Tiny figures hug the flank of Urbis, heading towards their shops and offices, in a solemn, rain-slicked procession. Penitents keeping alive the traditions of the dark cathedral, the balancing structure in this precinct. In the window of the fashionable crimper Nicky Clarke, a stone-bald man is blow-drying his own polished brown skull. Like an alchemist taking a Bunsen burner to a serpent’s egg.

Anna doesn’t relish the atmosphere of the church across the square. I’m drawn to the association with the old town, the river as backdrop. Like Urbis, Manchester Cathedral is an exhibition of city life, spiritual and material. ‘This place is full of angels,’ says the brochure. A young man in silent contemplation is the only human presence. Anna heads straight for the door.

The angel flock is palpable, rooks in the rafters: in company with memory-wraiths of Manchester’s industrial underclass. The brochure tells us that Urbis was constructed on ground once occupied by ‘the worst slum in the world’. An area ‘described, in all its squalor’, by Friedrich Engels, in
The Condition of the Working Class in England
, in 1844. Engels, directing the affairs of the family cotton mill in Salford, studied economics in Chetham’s Free Library.

The complex iconography of the church would take weeks to appreciate. The depiction of a child in an eagle’s nest, mysterious and sinister, is glossed as a folk legend of illegitimate heirs and village dalliance.
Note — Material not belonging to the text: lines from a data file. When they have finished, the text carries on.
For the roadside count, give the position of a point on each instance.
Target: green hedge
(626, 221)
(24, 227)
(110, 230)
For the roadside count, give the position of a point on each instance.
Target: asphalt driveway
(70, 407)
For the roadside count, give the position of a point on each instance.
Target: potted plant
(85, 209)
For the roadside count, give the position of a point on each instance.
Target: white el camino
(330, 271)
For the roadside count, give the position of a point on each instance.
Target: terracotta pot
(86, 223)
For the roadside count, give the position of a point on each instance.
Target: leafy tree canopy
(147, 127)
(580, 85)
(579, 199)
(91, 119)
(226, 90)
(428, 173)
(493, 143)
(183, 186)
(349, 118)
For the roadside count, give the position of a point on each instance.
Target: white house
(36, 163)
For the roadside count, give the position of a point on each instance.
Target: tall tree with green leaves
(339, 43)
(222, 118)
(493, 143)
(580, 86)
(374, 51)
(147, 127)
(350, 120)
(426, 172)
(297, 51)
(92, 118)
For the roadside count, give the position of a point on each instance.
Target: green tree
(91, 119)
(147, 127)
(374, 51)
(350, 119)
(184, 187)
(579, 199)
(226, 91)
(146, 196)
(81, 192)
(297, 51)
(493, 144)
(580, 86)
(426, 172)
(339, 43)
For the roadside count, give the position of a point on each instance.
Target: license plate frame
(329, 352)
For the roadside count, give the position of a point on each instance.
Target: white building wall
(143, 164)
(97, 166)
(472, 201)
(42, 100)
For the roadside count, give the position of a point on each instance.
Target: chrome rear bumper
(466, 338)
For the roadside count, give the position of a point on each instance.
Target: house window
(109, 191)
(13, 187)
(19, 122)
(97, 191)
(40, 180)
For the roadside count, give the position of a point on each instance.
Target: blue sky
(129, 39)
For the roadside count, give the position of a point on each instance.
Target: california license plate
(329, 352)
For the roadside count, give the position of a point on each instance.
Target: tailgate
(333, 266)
The panelling where the scene is found was once the warden’s seat: the place reserved for the Elizabethan magus and geographer Dr John Dee. Dee, that upstream man, with his troop of mischievous spirits, did not thrive in Manchester. ‘I visited the Grammar School,’ he wrote in a diary entry for 5 August 1600, ‘and found great imperfection in all and every of the scholars, to my great grief.’

The young man who seemed to be wrestling with a spiritual crisis approached me. ‘You draw them like moths,’ Anna muttered, on her way out. His face is smeared down one side with bloody treacle. He has been headbutting a pillar, staving in the right eye socket. He is hooded in black, but not as a fashion statement. He wears clothes from which all colour has been sucked by use. His left ear is tagged.
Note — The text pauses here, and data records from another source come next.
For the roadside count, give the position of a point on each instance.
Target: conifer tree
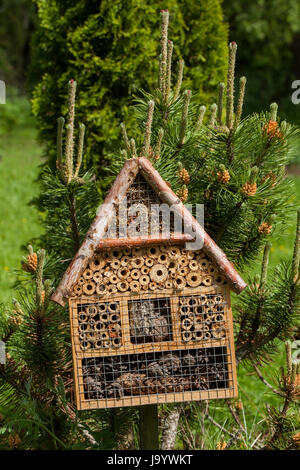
(236, 167)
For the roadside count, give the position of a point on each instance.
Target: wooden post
(148, 427)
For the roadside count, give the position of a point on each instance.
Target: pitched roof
(95, 238)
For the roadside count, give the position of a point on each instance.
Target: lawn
(20, 157)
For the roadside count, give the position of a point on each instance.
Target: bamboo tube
(186, 324)
(220, 279)
(113, 279)
(193, 265)
(153, 252)
(135, 274)
(104, 317)
(187, 335)
(163, 258)
(102, 307)
(91, 310)
(207, 280)
(213, 271)
(116, 254)
(219, 330)
(145, 270)
(192, 302)
(137, 252)
(84, 345)
(183, 261)
(184, 310)
(112, 289)
(89, 288)
(203, 299)
(103, 335)
(114, 307)
(84, 327)
(144, 280)
(203, 264)
(116, 342)
(125, 260)
(219, 317)
(99, 326)
(123, 273)
(199, 323)
(198, 335)
(199, 309)
(114, 318)
(149, 262)
(174, 251)
(173, 265)
(97, 277)
(137, 262)
(77, 289)
(82, 317)
(115, 264)
(135, 286)
(87, 274)
(183, 271)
‘Can you list the seven deadly sins? I’m stuck on four.’

‘What have you got?’

‘Wrath, envy, greed, lust.’

‘Gluttony. Sloth.’ I improvise. There is that mnemonic, SALIGIA, but can I make the translation?
Superbia, avaritia, luxuria, invidia, gula, ira, acedia
. Cardinal sins all. We must not allow ourselves to be sucked into the granite melancholy of this city with its bombs and fires.

I am out of Victoria Street, into the long stretch of Deansgate, heading south, scanning the windows of Waterstones for my own books, when I come up with the final sin: pride.
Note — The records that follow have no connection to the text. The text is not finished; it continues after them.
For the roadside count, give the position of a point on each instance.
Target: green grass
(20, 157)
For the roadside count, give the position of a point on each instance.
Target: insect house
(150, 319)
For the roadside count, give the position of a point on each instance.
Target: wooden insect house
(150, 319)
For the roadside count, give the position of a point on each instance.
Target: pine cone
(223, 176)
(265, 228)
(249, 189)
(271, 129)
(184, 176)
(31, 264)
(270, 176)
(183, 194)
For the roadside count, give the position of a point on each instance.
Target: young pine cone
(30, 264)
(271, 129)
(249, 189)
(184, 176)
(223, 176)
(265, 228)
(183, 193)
We’re on the Roman road that ran from Carlisle to Chester (the direction young De Quincey walked). There is no time to investigate the John Rylands Library or to saunter through the House of Fraser, which Anna remembers in its previous incarnation as Kendal’s. She was sent over from Blackpool, as a teenager, to buy a cape. Those were the days when girls were supposed to dress like younger versions of their mothers. The only humans on Deansgate are hard-hats standing in quiet clusters to admire notices they have put up apologizing for the ‘hassle’ of major holes in the ground.

A tributary, to the right, sparks another fugue. The dentist. With her brothers, Anna came here by train to face drill, hammer and chisel, primitive oral interventions in an intimidating Georgian property. They looked forward to tea and sticky buns in the station café, after the session was over, and then found that their mouths were too numb for crumbling Eccles cakes.